Arch of Reunification
|Location||Pyongyang, North Korea|
|Width||61.5 metres (202 ft)|
|Height||30 metres (98 ft)|
|Opening date||August 2001|
|Arch of Reunification|
|Revised Romanization||Joguk Tongil Samdae Heonjang Ginyeomtap|
|McCune–Reischauer||Choguk T'ongil Samtae Hŏnjang Kinyŏmt'ap|
The Arch of Reunification, officially the Monument to the Three-Point Charter for National Reunification, is a sculptural arch located south of Pyongyang, the capital of North Korea. It was opened in August 2001 to commemorate Korean reunification proposals put forward by Kim Il-sung.

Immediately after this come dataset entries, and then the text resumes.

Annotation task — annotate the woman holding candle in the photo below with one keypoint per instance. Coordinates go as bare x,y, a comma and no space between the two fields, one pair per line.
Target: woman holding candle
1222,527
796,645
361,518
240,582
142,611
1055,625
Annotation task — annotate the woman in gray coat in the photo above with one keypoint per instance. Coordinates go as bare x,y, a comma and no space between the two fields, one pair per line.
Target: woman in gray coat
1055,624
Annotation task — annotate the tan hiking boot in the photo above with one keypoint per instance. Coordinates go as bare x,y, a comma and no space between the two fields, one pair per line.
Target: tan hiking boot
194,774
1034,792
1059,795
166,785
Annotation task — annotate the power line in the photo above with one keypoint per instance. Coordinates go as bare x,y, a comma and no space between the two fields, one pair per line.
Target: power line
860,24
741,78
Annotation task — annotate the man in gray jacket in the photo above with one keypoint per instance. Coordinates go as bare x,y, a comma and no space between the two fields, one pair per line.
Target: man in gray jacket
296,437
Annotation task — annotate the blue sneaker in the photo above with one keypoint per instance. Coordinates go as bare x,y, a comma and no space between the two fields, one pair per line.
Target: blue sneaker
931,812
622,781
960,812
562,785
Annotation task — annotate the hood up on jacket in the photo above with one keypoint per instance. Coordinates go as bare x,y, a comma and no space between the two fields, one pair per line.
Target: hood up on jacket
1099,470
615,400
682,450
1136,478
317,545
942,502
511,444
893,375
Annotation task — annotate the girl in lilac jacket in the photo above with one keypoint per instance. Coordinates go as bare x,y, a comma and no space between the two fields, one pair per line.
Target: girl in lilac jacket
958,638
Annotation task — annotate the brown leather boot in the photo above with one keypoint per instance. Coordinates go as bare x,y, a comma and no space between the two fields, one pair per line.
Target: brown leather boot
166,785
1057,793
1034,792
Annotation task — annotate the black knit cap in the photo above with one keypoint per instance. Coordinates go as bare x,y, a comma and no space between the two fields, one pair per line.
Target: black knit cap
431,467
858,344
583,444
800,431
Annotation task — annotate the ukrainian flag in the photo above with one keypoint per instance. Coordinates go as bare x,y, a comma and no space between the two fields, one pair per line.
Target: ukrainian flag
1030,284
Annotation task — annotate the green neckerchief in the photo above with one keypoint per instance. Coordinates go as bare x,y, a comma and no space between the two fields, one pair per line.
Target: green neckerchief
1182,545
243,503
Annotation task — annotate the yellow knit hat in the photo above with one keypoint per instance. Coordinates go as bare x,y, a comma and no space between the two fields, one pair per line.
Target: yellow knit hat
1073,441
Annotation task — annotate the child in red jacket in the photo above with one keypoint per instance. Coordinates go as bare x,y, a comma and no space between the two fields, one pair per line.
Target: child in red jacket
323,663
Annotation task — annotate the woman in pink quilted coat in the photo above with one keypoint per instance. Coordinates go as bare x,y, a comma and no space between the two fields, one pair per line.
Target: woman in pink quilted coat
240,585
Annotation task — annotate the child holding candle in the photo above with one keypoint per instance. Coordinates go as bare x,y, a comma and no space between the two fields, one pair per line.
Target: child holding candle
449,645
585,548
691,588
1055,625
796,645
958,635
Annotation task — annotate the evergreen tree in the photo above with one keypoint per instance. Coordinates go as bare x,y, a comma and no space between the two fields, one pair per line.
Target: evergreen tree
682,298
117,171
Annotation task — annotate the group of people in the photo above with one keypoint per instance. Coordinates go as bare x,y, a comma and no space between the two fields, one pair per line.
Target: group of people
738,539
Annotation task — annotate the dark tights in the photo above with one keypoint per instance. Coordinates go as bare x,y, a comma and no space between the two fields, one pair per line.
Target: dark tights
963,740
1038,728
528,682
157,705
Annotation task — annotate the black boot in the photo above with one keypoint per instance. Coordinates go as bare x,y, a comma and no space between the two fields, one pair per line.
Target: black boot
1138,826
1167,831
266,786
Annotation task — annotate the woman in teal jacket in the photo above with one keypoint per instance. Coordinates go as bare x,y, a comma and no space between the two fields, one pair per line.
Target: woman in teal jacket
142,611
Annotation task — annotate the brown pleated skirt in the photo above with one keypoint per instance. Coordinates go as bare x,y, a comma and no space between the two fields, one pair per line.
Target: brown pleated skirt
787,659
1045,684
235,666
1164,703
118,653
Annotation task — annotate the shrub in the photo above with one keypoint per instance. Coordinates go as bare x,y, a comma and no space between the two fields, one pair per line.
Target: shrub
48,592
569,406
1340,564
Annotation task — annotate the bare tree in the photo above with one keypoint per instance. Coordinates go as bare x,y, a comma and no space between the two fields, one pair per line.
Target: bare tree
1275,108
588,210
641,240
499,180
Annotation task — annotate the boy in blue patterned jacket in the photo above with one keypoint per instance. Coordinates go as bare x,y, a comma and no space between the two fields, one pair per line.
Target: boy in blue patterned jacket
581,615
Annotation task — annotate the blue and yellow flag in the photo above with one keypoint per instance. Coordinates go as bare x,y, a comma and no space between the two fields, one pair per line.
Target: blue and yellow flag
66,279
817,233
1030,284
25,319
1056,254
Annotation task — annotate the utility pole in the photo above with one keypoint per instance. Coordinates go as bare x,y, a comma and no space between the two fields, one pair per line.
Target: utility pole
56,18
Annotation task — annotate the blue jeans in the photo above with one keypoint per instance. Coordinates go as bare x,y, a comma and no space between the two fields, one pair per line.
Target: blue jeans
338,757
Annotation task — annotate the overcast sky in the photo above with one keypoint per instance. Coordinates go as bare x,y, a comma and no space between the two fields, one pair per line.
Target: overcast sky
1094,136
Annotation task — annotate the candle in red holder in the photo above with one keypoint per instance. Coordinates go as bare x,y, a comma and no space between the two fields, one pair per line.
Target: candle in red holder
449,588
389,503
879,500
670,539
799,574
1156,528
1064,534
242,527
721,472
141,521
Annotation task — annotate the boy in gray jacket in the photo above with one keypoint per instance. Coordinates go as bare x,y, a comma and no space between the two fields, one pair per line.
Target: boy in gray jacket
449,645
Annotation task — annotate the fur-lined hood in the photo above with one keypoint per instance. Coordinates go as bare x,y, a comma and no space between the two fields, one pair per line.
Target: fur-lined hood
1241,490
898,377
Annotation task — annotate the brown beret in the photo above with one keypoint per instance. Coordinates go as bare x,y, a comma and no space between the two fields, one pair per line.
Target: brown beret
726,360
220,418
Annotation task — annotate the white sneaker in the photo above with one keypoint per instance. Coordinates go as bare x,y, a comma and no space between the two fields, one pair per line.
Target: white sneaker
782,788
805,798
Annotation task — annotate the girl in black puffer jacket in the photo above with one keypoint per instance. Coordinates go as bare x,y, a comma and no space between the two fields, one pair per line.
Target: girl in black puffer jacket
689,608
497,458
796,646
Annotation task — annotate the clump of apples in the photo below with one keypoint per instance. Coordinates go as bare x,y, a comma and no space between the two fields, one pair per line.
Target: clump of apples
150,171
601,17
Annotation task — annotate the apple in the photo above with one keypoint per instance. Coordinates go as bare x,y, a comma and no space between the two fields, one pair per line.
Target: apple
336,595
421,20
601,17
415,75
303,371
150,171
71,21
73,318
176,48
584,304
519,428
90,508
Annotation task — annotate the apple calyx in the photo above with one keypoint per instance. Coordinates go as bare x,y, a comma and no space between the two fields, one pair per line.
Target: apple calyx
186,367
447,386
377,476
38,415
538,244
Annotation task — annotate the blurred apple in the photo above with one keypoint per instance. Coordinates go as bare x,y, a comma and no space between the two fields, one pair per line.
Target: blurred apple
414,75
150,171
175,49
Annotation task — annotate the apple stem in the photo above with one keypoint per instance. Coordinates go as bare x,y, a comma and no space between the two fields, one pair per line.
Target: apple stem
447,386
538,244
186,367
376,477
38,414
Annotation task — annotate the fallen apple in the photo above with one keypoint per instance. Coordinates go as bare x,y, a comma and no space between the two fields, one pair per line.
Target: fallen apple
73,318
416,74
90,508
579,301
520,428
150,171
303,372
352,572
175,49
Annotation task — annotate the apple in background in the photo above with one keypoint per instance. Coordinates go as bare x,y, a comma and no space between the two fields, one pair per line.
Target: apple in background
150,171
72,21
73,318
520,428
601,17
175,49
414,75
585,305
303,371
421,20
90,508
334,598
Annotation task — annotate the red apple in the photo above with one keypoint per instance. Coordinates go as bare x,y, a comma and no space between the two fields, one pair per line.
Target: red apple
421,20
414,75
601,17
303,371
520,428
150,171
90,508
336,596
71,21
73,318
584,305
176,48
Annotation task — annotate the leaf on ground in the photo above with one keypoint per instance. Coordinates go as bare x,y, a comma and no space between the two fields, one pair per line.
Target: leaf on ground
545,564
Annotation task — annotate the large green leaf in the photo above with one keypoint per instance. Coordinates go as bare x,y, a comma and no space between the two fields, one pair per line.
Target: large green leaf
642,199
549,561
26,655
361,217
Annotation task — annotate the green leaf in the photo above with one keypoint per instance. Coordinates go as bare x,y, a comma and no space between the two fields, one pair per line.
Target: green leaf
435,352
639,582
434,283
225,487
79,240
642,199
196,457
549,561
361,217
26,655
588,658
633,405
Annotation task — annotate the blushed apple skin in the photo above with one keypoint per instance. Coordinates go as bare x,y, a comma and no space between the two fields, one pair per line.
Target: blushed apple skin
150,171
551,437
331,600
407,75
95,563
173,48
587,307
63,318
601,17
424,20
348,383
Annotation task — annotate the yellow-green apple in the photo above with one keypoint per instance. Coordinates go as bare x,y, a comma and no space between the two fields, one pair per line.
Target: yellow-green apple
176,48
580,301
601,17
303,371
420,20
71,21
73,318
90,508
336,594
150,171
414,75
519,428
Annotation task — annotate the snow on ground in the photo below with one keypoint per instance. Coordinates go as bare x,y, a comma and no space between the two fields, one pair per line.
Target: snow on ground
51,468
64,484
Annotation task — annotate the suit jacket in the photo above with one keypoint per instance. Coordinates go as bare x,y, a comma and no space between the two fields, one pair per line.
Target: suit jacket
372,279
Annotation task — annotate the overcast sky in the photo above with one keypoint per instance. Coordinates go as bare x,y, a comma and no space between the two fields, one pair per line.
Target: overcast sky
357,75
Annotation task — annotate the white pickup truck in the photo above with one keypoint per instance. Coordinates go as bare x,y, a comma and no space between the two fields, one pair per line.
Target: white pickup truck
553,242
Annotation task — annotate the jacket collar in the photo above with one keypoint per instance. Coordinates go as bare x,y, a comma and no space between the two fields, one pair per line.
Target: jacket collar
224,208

The concrete arch straddles the multi-laned Reunification Highway leading from Pyongyang to the DMZ. It consists of two Korean women in traditional dress (Chosŏn-ot), symbolizing the North and the South, leaning forward to jointly uphold a sphere bearing a map of a reunified Korea. The sphere is the emblem of the Three Charters; the Three Principles of National Reunification; the Plan of Establishing the Democratic Federal Republic of Korea and the Ten Point Program of the Great Unity of the Whole Nation. The original plan was to have a 55-metre pillar with three branches to represent Koreans in the north, the south, and overseas.
The plinth of the structure is engraved with messages of support for reunification and peace from various individuals, organizations, and nations.
The arch appeared on a postage stamp in 2002.